特急列車の走る路線をわざわざ各駅停車に乗る人。特急が停車する駅に行くのに自分はわざわざそれに乗っていた。それも八王子からくだんの長距離を走る各駅停車だった。特急料金の1000円強が惜しい訳ではない。たっぷり時間があるしなによりも鉄道に乗るのが好きなのだ。こんな列車に乗る人は特急が通過するような小さな駅から山登りをする人か、峠越えのサイクリストか、地元の学生か、勤め人か。そんなもんだろう。

友と自分は高原に住む友人を訪ね皆で小さな山登りをするために乗っていた。乗り換えなしの長距離電車は気楽だが八王子を朝早く出るのでそれに間に合うためには5時前に自宅を出る必要があった。向かいの座席は中学生男子二人組だった。ポケット時刻表を一人は広げ、もう一人はタブレットを手にしていろいろ相談しあっている。ピンときた。自分と同類だろう。彼が広げている時刻表の路線図は中央本線には無縁の北海道のページだった。留萌本線区間廃線になったね、と言っている。話のきっかけが出来た。ー 北海道も路線減ってこんなになったんだね。 同好の士には十分すぎる声掛けだったようだ。

ー 何処へ行くの?
ー 須原駅です。EF64を見に行くのです。
ー EF64か!貨物列車だね。僕はEF58とかEF65の500番台のファンだけど、EF64もいいね。まだ現役なんだ・・・。
ー EF58、カッコイイですね。

彼らとならいくらでも会話を続けられる。しかし甲斐路に入り甲府辺りへの勤め人で混み始めた車内での会話は取りやめた。甲府で人の大半が降りて、彼らはいつでも運転席が見られるように、と運転台に近い場所に荷物を移した。

特急通過待ちをする高原の駅で運転手さんはホームに出て外の空気を吸っていた。話しかけてみる。なんと、八王子から松本までは乗務員の交代はないんです、と言われた。八王子と松本間は200km近い。長距離の運転だ。ATSなどの仕組みが運転手氏を支えるにせよ、ご苦労な事だと思った。

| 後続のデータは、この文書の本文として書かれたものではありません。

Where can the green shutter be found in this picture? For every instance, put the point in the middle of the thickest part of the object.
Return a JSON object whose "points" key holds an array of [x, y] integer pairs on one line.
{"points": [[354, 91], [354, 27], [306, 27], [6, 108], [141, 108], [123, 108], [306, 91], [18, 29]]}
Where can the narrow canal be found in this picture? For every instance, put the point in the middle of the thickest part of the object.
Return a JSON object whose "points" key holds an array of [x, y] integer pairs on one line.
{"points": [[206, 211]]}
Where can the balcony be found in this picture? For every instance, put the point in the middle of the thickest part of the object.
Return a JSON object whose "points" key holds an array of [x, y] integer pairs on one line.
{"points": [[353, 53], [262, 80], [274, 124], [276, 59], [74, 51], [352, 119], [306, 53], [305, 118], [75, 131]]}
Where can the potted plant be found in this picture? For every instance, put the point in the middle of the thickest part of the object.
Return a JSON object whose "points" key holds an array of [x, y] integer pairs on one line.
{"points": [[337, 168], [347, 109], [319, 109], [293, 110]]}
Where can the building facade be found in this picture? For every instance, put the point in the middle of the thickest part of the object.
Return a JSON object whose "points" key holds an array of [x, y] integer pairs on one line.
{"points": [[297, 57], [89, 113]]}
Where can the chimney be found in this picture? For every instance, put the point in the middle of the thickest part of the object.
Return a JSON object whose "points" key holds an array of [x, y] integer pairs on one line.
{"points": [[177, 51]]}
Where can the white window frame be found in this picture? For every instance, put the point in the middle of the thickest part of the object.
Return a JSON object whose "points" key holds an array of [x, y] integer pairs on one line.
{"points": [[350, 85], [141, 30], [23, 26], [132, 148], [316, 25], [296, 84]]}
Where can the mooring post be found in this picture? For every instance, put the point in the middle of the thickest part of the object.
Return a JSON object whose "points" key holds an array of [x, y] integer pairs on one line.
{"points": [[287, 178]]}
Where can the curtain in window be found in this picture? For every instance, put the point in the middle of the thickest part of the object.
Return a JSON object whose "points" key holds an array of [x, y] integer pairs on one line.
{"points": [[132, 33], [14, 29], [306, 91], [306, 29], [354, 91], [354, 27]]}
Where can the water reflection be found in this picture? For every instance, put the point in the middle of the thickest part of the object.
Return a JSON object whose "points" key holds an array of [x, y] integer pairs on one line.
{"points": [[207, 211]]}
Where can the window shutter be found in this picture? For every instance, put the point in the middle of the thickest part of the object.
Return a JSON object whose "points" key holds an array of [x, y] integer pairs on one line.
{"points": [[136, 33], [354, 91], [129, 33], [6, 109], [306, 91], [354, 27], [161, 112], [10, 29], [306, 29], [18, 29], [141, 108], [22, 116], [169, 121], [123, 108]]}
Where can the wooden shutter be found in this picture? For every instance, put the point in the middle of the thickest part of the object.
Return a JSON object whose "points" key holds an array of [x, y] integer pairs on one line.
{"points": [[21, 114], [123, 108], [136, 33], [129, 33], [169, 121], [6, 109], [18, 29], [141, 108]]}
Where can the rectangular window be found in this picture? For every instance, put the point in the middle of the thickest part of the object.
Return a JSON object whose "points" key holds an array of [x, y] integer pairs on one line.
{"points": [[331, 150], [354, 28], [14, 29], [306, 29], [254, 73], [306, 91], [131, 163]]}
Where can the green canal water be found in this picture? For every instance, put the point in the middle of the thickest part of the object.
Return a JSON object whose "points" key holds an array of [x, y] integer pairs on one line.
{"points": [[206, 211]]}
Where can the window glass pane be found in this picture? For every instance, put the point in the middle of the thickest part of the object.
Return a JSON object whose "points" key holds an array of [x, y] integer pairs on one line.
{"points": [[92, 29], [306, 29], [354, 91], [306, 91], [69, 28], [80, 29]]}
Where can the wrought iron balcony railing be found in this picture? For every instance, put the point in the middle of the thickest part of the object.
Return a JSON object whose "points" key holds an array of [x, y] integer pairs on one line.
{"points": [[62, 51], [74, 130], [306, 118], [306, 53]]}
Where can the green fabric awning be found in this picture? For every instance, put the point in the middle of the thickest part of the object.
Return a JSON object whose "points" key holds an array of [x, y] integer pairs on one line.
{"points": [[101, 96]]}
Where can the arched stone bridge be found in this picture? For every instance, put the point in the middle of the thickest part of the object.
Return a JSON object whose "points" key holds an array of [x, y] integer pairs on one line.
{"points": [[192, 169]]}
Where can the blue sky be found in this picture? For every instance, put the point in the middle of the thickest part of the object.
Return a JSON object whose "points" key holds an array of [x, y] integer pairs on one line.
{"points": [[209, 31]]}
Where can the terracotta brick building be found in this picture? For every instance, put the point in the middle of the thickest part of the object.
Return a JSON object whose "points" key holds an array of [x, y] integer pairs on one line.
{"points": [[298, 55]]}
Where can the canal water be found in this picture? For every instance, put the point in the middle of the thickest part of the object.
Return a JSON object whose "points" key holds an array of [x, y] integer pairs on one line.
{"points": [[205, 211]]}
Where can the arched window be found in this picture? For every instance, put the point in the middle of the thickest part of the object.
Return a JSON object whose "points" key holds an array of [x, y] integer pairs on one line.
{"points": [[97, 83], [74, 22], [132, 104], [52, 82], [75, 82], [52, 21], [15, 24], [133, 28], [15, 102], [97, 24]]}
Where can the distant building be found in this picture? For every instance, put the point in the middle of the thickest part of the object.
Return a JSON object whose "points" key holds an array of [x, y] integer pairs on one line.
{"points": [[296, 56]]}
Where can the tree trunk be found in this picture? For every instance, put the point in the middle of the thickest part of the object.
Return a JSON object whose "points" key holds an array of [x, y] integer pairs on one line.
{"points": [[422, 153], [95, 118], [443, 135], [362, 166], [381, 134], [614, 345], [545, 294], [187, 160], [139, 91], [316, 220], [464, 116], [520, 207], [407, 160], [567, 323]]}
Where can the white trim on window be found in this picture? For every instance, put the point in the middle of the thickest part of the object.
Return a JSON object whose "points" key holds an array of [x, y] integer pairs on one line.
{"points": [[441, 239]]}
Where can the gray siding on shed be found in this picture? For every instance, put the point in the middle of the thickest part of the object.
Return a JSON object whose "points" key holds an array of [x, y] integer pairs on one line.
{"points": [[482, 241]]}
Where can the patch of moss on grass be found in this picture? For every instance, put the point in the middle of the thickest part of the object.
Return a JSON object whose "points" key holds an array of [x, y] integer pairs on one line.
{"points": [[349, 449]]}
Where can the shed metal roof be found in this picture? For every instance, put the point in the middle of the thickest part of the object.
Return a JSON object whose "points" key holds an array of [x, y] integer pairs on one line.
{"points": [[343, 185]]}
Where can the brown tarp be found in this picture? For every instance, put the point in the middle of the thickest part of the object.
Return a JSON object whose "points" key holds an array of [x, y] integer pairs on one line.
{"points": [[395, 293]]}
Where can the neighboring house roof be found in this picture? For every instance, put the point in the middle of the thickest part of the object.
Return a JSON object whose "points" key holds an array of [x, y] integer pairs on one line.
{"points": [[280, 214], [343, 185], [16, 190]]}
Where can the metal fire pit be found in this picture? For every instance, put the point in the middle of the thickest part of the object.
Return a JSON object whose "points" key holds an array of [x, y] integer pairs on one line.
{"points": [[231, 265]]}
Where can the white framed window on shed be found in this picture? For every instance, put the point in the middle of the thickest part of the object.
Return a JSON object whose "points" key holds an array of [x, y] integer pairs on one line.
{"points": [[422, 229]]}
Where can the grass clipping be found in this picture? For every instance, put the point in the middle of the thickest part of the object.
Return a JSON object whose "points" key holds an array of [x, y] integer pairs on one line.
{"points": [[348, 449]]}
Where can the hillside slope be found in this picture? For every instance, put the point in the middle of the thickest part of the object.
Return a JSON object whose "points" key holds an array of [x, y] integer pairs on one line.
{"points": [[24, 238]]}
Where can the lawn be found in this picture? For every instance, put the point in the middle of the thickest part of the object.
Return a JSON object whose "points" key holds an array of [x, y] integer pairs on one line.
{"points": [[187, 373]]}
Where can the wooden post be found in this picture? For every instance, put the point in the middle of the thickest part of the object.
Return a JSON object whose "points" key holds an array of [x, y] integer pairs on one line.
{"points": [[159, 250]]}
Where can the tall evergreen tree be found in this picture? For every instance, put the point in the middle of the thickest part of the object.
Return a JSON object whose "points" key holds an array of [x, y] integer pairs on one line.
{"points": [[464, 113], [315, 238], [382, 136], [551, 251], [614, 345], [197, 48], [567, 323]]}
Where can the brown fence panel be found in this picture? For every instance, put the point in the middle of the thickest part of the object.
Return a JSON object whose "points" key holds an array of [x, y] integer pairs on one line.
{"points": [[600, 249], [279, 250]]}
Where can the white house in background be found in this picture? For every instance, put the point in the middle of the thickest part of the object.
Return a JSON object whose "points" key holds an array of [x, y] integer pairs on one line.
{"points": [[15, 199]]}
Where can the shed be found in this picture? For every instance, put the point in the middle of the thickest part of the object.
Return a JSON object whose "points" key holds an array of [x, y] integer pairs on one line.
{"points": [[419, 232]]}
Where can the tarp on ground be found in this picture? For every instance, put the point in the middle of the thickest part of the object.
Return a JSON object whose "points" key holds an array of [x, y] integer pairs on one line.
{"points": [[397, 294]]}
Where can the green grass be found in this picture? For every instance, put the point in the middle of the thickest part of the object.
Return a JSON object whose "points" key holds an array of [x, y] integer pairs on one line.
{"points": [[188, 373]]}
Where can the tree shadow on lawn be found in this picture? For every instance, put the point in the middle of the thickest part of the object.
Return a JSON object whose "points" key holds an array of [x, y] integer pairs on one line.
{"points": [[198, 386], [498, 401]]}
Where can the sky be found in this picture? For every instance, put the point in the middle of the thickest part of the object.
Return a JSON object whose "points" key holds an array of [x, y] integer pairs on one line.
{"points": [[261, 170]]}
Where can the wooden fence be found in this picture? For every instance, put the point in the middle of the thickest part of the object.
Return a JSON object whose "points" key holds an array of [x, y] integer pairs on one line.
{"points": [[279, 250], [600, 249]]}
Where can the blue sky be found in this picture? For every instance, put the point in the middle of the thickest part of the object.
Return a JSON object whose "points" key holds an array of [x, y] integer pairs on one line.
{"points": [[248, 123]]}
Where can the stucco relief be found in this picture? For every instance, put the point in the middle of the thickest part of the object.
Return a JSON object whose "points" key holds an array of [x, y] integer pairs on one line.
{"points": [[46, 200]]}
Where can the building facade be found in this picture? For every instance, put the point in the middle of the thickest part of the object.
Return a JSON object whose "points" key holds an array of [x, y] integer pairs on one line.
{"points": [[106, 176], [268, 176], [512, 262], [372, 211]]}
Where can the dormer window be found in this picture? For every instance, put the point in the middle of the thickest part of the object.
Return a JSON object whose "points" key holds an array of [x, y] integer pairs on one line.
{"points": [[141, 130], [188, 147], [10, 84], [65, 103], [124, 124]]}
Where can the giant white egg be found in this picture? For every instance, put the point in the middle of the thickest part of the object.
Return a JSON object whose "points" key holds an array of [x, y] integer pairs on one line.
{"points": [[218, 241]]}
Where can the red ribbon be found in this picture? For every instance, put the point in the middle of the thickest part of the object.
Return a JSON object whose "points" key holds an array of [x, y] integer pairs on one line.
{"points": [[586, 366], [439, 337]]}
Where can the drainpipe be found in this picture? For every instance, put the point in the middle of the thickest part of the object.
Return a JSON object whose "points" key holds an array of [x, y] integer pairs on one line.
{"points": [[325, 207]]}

青春18きっぷを利用しているという中学生たちは塩尻木曽路へ向かう列車に乗り換えるのだろう。須原駅は近くはない。日帰りできないかもしれぬ。木曽の宿で泊まって電気機関車の撮影か。なんとも素敵な事だろう。素敵な春休みになるに違いない。白髪交じり禿げ頭の鉄道ファンとしてはそんな若い彼らが頼もしい。力すら貰えた。良い写真が撮れればいいだろう。早朝の出発で200キロ近い距離を一人運行する運転士さんにもまた頭が下がる。彼のお陰で列車は安全に動いている。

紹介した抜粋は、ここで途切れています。